Commissioner Nancy Baker said that Lowe is “very good at advising us” and that “if there’s anybody in the group that follows the rules, it’s me.”
She said the oil terminal is “probably the most complicated and difficult” thing she’s grappled with in her time with the port. Port officials have “all been under terrible stress” over the issue, she said. “If we didn’t follow the rules, then we need to be cognizant of that,” Baker said, “and we need to make sure” that it doesn’t happen again.
Ford, the open government ombudsman for the Attorney General’s Office, said Lowe, who was present during the July 22 meeting, “should have jumped in” to make sure the commissioners were meeting requirements under open public meetings law.
Theresa Wagner, communications manager for the port, said the port normally makes the proper citations, including for real estate, personnel and litigation matters, before entering into executive sessions. “Our intent is to always be as transparent and open as possible,” she said.
The executive session commissioners convened on July 22 was to discuss real estate issues, Wagner said. Commissioner Oliver “did what he thought he was supposed to do,” she said. As to why Oliver twice said commissioners would meet privately to discuss public testimony, Wagner said: “I honestly don’t know why” the proper citation wasn’t given. “The intent was there.”
As to the fact that commissioners failed to tell the public when the executive session would end, Wagner said: “We would do it differently next time. Next time, we would put an end time to it.”
Wagner emphasized that on the next day, July 23, port commissioners discussed the oil terminal lease in public and took their votes in public. They did so after taking additional public testimony. She said the port strived to involve the public in the oil terminal decision, inviting the public to comment in various ways over a 10-week period that included five public workshops.

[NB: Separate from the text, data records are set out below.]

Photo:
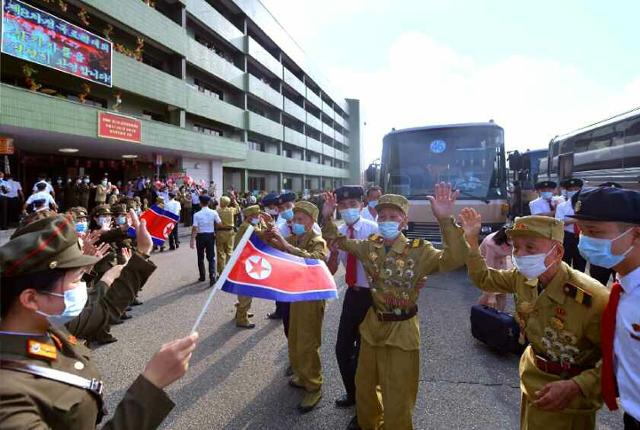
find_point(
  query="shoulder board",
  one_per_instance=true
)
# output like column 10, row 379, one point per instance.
column 578, row 294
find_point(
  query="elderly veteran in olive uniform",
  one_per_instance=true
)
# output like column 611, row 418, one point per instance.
column 252, row 217
column 49, row 379
column 305, row 319
column 225, row 233
column 559, row 311
column 389, row 355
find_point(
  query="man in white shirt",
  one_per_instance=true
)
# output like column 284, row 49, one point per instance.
column 546, row 203
column 41, row 194
column 357, row 299
column 174, row 207
column 564, row 211
column 203, row 238
column 609, row 220
column 369, row 211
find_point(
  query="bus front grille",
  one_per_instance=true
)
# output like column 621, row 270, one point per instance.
column 424, row 230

Yet Brett VandenHeuvel, executive director of Columbia Riverkeeper, which opposes the oil terminal, said the lease “seemed like a done deal and listening to citizens was a formality.”
Although the port changed the July 22 meeting to an evening gathering to make it more convenient for people to attend, VandenHeuvel said, commissioners decided on the lease the next morning.
As to the concerns surrounding the port’s use of executive session that night, VandenHeuvel said: “Public meeting laws exist for a reason, so that behind-the-scenes deals can’t be made outside of the public eye.”
Earl-Hubbard echoed that sentiment.
“If you can’t have your discussions in the public light of day,” Earl-Hubbard added, “you don’t belong in public service.”